Ama Mustafa’s Gemüse Kebabı elinize alıp ilk ısırığı attığınız anda tüm sinirleriniz kuş olup uçuyor bedeninizden. Çünkü gerçekten bir efsane olmayı hak edecek kadar güzel. Mustafa’s Gemüse Kebabın içinde bir ben yokum. Bir sürü sebze kızartmasından, enfes bir sosa kadar çok dolu bir dürüm. Tekrar gidersen yine Mustafa’s Gemüse‘de yer misin? derseniz size cevabım ”hayır” olur. Çünkü hayat Mustafa’s Gemüse‘de 90 dk beklemek için çok kısa.
Berlin‘in içeceklerine gelince… Tabi ki Almanya’nın genelinde olduğu gibi onlarca çeşit biraları var bu bölgenin de. Ama aralarında en ünlü olanı ”Berliner Kindl” Ayrıca en çok itibar gören bira çeşidinden biri direkt fıçıdan doldurulan fıçı birasıdır. (bier vom fass) Barmen bu birayı kalın bir köpük tabakası oluşturmak amacıyla, direkt fıçıdan uzun bardağınıza incecik akıtarak doldurur. Ve kalınca bir köpük tabakası biranızın üstünü kaplar. Siz görselde Berliner Kindl‘ın iki halini de görüyorsunuz.

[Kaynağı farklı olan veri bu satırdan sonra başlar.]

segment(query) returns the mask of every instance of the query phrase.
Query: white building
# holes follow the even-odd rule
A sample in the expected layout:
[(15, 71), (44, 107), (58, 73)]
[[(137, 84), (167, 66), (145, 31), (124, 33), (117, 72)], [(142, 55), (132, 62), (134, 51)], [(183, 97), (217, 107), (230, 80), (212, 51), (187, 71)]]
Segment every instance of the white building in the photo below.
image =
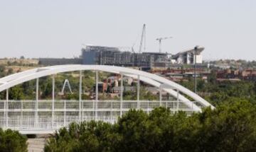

Berline‘e dair bir yazıda bira hakkında bir şeyler yazmak çok klasik oldu. Şimdi daha az duyulmuş bir içecek var sırada. ”Korn” çavdar votkası. Bunun bitki aromalı versiyonları da üretiliyor. Ağır yemeklerin, etlerin yanına bolca içiyorlar bu votkaları.
56 çeşit bitki ve baharattan yapılmış Jägermeister da yine hazmı kolaylaştıran bir etkiye sahiptir. Bu kadar dar bir yemek kültürüne sahip bir ülke neden hazımsızlığa karşı bu kadar çeşitli içkiler geliştirdi onu da bilmiyorum doğrusu. Bizim gibi meze üzerine ara sıcak, üzerine etler pilavlar, üzerine şerbetli tatlılar tüketilen bir ülke olsa anlarım da… Bu arada Jägermeister profesyonel avcı demek. Sanki Sümerce kadar zor bir dili biliyormuş da kelimenin etimolojisinden bahsedermiş gibi triplendim bir an. Ama Jägermeisterın kelime anlamını bilmenizi istedim sadece.
Bir de bonus olarak çok lezzetli bir Alman içkisi daha önereceğim. ‘Kleiner Feigling” Bu incir aromalı votka. Feige Almanca’da incir demek. Feigling ise ödlek demek. Küçük ödlek gibi bir anlamı var yani bu içkinin. Her süpermarkette kolayca bulabileceğiniz içeceği sizlere öneriyorum. Bir shotlık boyu olduğu gibi, büyük parti boyu da mevcut. Hiç olmazsa küçük boyunu alıp deneyebilirsiniz siz.
Bilgi, yemek ve seyahat dolu güzel günler diliyorum size.